It’s interesting that the moment we’re committed to a new frame of mind, one that sets new boundaries, which triggers new corresponding actions, we want to declare it. We feel healthy and certain of our new behavior approach and believe we should give everyone a heads up of what to expect. Because undoubtedly, they’ll notice the difference.
It could be we want to prepare them for the change saying, “This is the new me”. “This is the new way I’m going to handle this”. It’s possible we worry about their reaction because it will break the old interactive pattern. You know the one. We say this…they say that…we respond with this…they respond with that. It’s a conversational dance we’ve done hundreds of times if not more. We don’t know what to expect when we change the dance. Will they be receptive? Will they resist?
We can’t deny our growth just to spare another’s discomfort. Ultimately, they’ll figure out how to handle it.”
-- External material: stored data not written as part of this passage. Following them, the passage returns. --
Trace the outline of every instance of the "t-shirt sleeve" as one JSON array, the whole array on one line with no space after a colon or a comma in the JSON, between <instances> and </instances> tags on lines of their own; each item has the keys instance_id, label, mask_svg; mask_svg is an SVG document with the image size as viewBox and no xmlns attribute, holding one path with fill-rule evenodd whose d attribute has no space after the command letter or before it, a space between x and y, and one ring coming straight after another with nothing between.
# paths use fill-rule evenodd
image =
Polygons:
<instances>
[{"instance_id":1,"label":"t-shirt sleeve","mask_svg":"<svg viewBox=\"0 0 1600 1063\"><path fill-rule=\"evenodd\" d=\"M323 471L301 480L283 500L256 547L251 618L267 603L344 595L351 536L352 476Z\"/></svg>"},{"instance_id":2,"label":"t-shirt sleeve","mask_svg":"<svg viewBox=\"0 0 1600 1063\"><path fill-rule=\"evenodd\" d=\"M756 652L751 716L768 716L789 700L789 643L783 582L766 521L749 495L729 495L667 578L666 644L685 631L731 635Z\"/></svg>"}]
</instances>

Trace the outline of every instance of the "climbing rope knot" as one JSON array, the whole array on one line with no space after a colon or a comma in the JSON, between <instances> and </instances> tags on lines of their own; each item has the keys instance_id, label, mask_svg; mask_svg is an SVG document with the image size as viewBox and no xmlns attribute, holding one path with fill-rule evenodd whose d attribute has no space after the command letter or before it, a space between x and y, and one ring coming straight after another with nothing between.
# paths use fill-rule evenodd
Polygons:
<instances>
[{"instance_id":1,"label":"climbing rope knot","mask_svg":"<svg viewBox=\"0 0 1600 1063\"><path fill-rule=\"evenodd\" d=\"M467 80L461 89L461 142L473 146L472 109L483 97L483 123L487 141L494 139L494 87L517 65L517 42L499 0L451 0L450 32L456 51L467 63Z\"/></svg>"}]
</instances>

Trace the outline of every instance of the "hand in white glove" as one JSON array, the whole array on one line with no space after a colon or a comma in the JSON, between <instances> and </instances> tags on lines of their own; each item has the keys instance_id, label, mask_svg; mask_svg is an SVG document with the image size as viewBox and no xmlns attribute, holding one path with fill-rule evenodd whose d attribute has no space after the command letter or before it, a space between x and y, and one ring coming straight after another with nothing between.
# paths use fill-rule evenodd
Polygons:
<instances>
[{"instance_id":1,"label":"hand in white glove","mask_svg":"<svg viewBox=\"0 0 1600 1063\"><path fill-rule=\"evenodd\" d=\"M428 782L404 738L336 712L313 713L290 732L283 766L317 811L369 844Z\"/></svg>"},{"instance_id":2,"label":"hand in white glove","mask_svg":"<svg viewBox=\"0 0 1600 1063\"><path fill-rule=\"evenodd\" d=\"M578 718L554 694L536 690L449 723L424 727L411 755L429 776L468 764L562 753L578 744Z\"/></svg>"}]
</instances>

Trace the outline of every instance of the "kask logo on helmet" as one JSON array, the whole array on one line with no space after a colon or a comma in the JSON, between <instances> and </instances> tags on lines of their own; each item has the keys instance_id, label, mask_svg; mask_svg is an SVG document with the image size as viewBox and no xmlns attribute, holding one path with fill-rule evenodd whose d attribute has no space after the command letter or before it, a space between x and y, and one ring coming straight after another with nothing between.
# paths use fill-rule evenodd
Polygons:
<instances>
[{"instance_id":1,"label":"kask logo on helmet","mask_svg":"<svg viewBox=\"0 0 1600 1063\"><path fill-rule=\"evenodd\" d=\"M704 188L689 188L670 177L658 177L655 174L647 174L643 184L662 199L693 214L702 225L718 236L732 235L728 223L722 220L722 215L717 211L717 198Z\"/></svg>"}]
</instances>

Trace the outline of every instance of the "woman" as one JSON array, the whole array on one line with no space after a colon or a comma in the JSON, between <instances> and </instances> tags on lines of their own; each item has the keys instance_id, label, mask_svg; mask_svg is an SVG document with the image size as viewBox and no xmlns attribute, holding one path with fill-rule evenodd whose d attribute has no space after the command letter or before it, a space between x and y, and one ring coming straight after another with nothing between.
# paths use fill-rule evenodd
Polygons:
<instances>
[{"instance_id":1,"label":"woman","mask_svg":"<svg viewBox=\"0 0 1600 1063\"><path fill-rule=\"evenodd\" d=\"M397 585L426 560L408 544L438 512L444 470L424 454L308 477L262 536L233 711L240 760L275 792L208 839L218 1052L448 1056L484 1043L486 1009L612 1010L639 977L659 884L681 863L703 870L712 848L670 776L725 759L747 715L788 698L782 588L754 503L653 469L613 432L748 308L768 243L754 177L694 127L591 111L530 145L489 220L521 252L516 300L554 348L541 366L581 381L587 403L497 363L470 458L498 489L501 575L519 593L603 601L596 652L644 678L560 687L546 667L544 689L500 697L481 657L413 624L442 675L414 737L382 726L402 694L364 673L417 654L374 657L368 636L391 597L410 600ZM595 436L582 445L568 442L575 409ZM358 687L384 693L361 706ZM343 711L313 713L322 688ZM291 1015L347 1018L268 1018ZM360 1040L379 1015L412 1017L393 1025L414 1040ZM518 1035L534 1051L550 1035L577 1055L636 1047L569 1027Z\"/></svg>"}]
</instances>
As much as we feel compelled to give them a heads up, we don’t need to warn them that change is coming their way. If anything, it can trigger an unnecessary confrontation about our impending change. Change in behavior insights fear in people because change is unfamiliar, uncomfortable, and uncertain. People typically prefer what’s predictable. What’s automatic and easier. This way they don’t have to take time to process the new information that requires a new response, or the courage to self-reflect followed by the energy and thoughtfulness it takes to assess old, unhealthy attitudes or beliefs and the commitment it takes to create a new approach.
No, we don’t have to say a word. This is our new attitude and our new direction. It doesn’t need to be telegraphed because we’re not responsible for their reaction and it’s beyond our ability to control anyway. It doesn’t seem possible, but our change will indeed create change without trying to control others.
The world will never stop changing. Sometimes it changes us and sometimes we change it. Nevertheless, change is inevitable and unavoidable.”
The best we can do is go into any encounter having no expectations for someone to be on the same page as us but the dedication that, regardless of the end results, we’ve behaved with kindness and respect for not only our opposer, but ourselves. Change is a personal journey and when we consistently behave in a way that’s congruent with our belief system, we increase the possibility to create a new, healthier reality and feel the peace that comes with it. Does this sound good?